Saturday, August 16, 2014

Back to School Jitters

School starts back in one week and I am jittery. Nervous. Twitchy and antsy.

But it's not because of the students who will walk in the classroom already taller than me. Nor is it because of the inevitable fights I'll have to break up (again, with students towering a head over mine).

I'm not even worried about the moms who will come up to the school and tell me it's my job to handle the discipline of their child, and "I don't care if she flipped somebody off. They probably deserved it." (Yeah, that really happened, but I'll elaborate in another post.)

No, I'm worried to death about my bladder. After a school year of holding it all day or calling for assistance in room 302 so I can run down to the teacher's lounge at breakneck speed and then wait for the one women's restroom to be unoccupied, my bladder was more excited about the summer than I was. It's motto was "free to be me and pee." Our relationship blossomed over the break, because anytime said bladder sent the signal that it needed a little attention, I always responded within 30 seconds.
This summer I was free at all times to drop what I was doing, announce "Excuse me, I'm going to the restroom" like I was Mr. Roarke on Fantasy Island, and take care of business. It was thrilling at first, but then I think my bladder became a little too demanding in the relationship.

For the past month here's what's been happening. I'm sitting at the computer, or having a cocktail with friends and like hummingbird to nectar WHAM! I have to go RIGHT THEN. Sometimes I wait until an appropriate lull in the conversation or a commercial break, but as soon as I stand up I am walking like my knees are connected, pigeon-toed and holding my breath to the ladies room. I'm sorry bladder, I'm not trying to make you wait but give a girl a little time!

Like right now, I am writing this and my leg is bouncing up as if I'm playing horsey with an imaginary toddler. No matter that this may be an award-winning post, or I might give other teachers some common ground on which to stand so they don't feel alone. No, Mr. B has no mercy. As soon as I stand from this chair, my family best clear a path because I will  knock down any obstacles between here and the restroom.
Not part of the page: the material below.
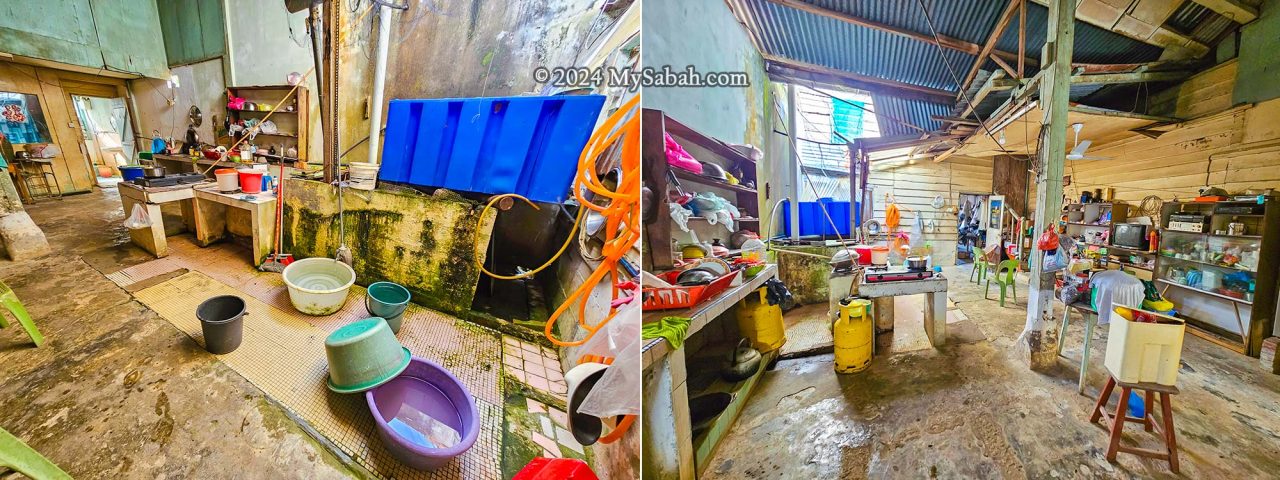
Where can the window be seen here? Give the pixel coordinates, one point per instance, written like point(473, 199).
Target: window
point(22, 119)
point(826, 119)
point(193, 30)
But I'm writing this for you, fellow teachers; what are we to do? Come a week from now, I may amidst a riveting lesson about prefixes and suffixes. I am really concerned that just as I get to the meaning of  "dis-", my bladder signals "ALERT ALERT!" and all the assistants are in the other hallway (probably relieving all the other teachers with this back-to-school condition).

I am apologizing now to my school and other students, who I constantly remind ALL DAY LONG not to run in the hallway. If Mr. B calls, I will be running in the hallway.

I will most likely leave my students in the classroom to avoid embarrassment.

I will do the unthinkable and use the student restroom if the single-stall teacher's lounge ladies room is occupied/occupado.

If an assistant does not come, I may yell "EMERGENCY IN ROOM 302!" on the walkie talkie.

I will enroll in bladder therapy to work out our most-certainly strained relationship.

I may have to meet with my teacher team to devise a tag-team-pee system. (Seriously not kidding about this one.)
I will not, however, purchase Depends. Sorry Mr. B, I am always in control of my students, and I will certainly be in control of you.
Remember friends, to achieve it you have to believe it.